Türkiye Psikiyatri Derneği Tepkisi
Türkiye Psikiyatri Derneği (TPD), Kahramanmaraş merkezli depremlerden etkilenen bölgelerde gönüllü ekipleri aracılığıyla alan çalışmaları gerçekleştirirken, 13 Şubat’ta Yüksek Öğretim Kurulu (YÖK) tarafından bölgede psikososyal ve manevi destek noktasında İlahiyat ve İslami İlimler fakültelerinin de görev alabileceğini açıklamasına tepki gösterdi. Türkiye Psikiyatri Derneği Merkez Yönetim Kurulu, YÖK’ün deprem bölgelerinde manevi rehberlik psikolojik danışmanlık yapabilecek üniversiteler arasına ‘İlahiyat ve İslami İlimler’ fakültelerinin dahil edilmesi duyurusu üzerine kurula resmi yazı gönderdi.

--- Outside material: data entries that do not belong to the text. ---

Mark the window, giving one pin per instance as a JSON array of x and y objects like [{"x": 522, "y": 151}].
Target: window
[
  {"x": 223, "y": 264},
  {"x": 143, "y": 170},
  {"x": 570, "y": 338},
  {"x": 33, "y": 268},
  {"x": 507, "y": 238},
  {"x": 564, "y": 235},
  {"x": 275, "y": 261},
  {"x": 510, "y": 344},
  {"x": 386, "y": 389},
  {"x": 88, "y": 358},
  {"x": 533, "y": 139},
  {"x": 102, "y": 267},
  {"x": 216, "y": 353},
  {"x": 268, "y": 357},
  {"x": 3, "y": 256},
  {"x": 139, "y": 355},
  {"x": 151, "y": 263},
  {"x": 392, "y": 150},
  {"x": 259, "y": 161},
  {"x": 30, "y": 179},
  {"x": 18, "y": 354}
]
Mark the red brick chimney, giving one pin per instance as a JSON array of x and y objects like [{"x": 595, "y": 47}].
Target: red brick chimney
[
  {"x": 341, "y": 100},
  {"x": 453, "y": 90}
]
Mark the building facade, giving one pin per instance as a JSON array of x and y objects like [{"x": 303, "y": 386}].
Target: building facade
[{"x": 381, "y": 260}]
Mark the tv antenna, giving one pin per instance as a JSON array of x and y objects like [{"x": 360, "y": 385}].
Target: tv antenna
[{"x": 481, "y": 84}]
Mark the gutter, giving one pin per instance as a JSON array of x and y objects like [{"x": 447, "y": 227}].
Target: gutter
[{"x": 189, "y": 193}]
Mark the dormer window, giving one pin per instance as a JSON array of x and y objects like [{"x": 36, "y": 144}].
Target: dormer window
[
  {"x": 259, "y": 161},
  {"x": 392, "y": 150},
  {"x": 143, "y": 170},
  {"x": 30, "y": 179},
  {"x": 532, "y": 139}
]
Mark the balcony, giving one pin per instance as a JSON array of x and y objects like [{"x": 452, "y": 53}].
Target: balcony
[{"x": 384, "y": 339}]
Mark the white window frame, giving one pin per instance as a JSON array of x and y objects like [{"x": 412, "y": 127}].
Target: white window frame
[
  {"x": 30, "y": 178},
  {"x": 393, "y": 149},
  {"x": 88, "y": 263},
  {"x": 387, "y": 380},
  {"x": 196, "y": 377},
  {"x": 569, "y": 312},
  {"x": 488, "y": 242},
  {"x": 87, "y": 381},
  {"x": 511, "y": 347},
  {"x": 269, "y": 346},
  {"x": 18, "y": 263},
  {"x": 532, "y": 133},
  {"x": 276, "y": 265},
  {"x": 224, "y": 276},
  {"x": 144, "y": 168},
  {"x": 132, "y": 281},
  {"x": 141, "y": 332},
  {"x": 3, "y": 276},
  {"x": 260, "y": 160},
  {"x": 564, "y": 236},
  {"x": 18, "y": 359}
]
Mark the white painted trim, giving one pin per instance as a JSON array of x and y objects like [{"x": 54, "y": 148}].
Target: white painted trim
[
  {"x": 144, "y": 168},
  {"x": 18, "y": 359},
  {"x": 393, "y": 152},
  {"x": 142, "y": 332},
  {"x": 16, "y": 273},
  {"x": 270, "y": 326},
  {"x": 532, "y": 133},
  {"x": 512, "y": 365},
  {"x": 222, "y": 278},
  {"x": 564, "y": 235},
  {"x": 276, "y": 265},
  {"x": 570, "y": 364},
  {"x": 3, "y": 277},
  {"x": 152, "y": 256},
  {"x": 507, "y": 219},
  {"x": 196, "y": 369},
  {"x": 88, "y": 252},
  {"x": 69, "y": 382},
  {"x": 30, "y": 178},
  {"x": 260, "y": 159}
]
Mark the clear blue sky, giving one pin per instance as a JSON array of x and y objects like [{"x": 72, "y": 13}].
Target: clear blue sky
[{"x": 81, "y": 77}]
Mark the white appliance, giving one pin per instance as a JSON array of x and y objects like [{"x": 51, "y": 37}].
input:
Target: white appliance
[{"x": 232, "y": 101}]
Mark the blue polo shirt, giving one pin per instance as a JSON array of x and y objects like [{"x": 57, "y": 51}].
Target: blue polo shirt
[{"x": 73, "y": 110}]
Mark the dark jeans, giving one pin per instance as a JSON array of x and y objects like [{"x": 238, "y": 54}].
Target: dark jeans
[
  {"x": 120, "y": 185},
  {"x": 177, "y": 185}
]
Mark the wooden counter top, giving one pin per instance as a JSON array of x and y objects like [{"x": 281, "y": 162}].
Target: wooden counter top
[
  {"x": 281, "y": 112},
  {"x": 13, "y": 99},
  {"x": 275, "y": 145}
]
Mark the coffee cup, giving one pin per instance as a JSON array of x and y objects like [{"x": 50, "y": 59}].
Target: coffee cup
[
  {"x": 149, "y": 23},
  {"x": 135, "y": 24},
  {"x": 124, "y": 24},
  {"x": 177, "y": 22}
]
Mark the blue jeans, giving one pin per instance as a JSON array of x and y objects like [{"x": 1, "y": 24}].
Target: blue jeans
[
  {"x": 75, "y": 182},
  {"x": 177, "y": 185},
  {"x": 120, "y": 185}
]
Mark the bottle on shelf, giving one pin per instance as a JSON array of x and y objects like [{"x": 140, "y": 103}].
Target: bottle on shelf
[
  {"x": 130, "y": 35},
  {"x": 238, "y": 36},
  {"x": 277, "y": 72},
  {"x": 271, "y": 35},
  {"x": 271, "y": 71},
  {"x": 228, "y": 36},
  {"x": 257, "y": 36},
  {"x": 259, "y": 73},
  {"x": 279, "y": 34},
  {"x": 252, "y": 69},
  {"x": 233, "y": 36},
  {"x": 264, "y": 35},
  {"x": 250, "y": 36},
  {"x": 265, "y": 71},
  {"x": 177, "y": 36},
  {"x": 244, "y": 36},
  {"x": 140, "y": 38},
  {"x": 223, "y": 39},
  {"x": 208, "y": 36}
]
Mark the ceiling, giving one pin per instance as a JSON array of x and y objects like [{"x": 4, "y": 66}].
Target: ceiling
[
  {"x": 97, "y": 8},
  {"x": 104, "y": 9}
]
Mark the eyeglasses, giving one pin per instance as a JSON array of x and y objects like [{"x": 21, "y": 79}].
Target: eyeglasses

TPD resmi yazısında, ‘Psikososyal desteğin evrensel ilkeleri bellidir’ vurgusunda bulundu. Afet ve travma durumlarında kişilerin dini destekten önce uzman psikologlar tarafından desteklenmesi gerektiğine dikkat çeken TPD yazıda; “Bireylerin mensup oldukları din ya da inançlar doğrultusunda din adamlarından dini bilgi ve dini rehberlik almaları temel insan hakkıdır ancak ruhsal zorlanma, hastalık ya da bozukluklarda alınması gereken ya da sunulması gereken, ‘ruh sağlığı hizmeti’dir” cümlelerine yer verdi.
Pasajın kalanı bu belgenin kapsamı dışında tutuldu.